Ecce homo[рассказы] (Ливри) - страница 2

Простоволосое женское лицо начинает медленно вытеснять из предрассветного омута зеркала расплывающиеся контуры силуэта карлика. Взбесившиеся подземные воды в последний раз вздымаются девятым валом, а на самом их верху — я — в коконе савана сна. Буря свистит, завывает, колошматит в далёкий колокол. Мощная ласковая струя выбрасывает меня на берег и вместе с пёстрыми раковинами оставляет на упругом пляжном песке. Я раздираю легко поддающиеся оковы, высвобождая сначала правый локоть, затем обе ноги. Одеяло летит на пол, и моя жена, Галка Ципорье, урождённая в шестидесятом департаменте, нахохлившись, скашивает глаза на моё отражение в зеркале. Готовясь к бою с будничным бытиём под дребезжащее эхо будильничьей трели, она вылавливает из слюдяного воздуха нарождающегося дня непослушные пряди волос, сплетая из них толстенную, дородным немытым телом пахнущую косу.
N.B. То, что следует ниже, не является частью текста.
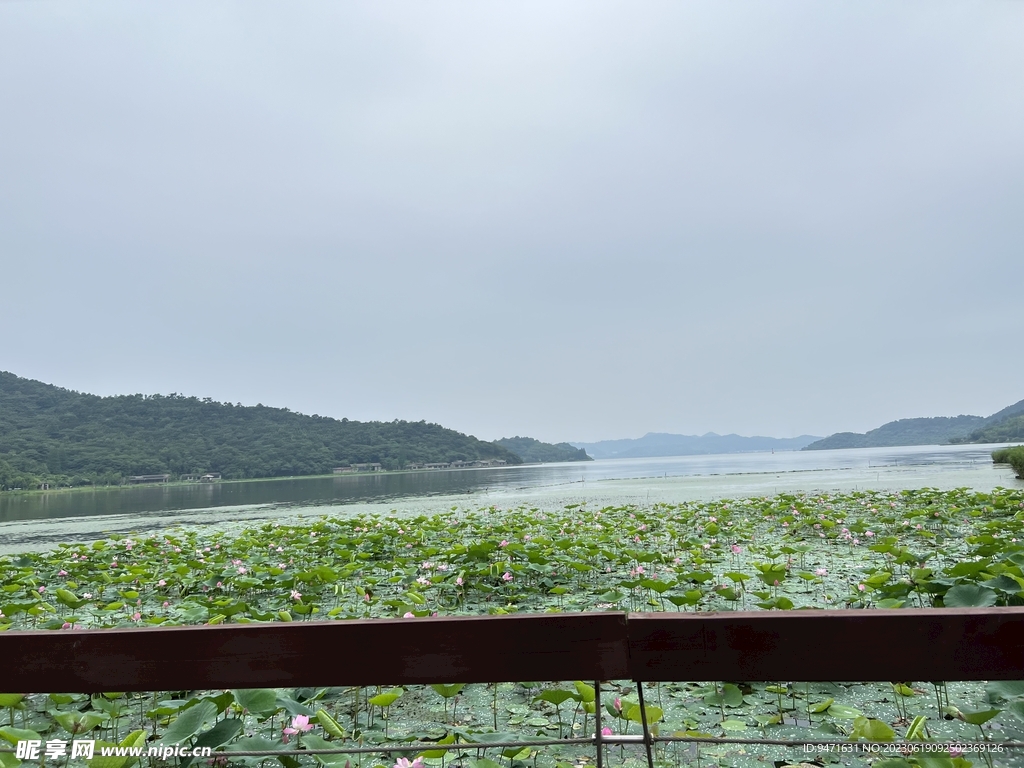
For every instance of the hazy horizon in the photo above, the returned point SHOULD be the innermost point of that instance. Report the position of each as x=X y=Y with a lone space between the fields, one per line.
x=574 y=221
Слева от неё, должно быть, от утреннего сквозняка мелко дрожит бахрома занавеси, за которой сероватыми рожками изгибаются два крючка вешалки с попавшимися на них ни разу не надетой кроличьей шапкой да ворсистой шинелью на коленкоровой подкладке.

После ухода жены я медленно окунаюсь в полудрёму. Несмотря на видимые сквозь чёрные перекладины ставень розовые полосы кудрявых облаков, пещера спальни всё ещё хранит для меня смутное воспоминание о ночном разврате. При мысли о нём я скидываю одеяло, оголяю живот с красующимся на его правой стороне, оставленным скальпелем год назад шрамом, каждое утро наливающимся кровью — миниатюрным воспроизведением лезвия ятагана.

Вообще живот у меня толстый и волосатый. Я уже позабыл, когда занимался спортом в последний раз. Помню, в детстве, дед — бородатый скульптор, учил меня стрелять из лука, громко восхищаясь, когда мелко трепещущая перьями стрела пронзала левый желудочек сердца, мастерски нарисованного в центре ватманского листа. Отец же всё фыркал, издевался над моей меткостью «не от мира сего» да за глаза называл деда малопонятным словом «петенист». А вскоре дед умер, и лук с колчаном очутились в чулане, где отрастили себе пушистый кожный покров, взмывавший к стеллажам и, оседая, набивавшийся в нос, если, бывало, я резко распахивал дверь на жалобно стонущих петлях.

Я ненавижу шум. Гул стадиона вызывает у меня мигрень в течение нескольких, наполненных адской болью, а значит и ужасом одиночества ночей. Но лежать так, на японском матрасе под сползающим с потолка плотным сумраком, я могу с утра и до позднего вечера, — тщательнейшим образом изучаю я вымышленные слишком поздно родившимся гравировальщиком разверзнутые пасти немых революционеров, окаменевших от взгляда обескровленной головы, схваченной за волосы палачом в коротких штанишках, или, поворотившись к зеркалу, разглядываю я цветы Садовых садов — отражение ряда зелёных колючих фаллосов, пестуемых моей женой на балконе.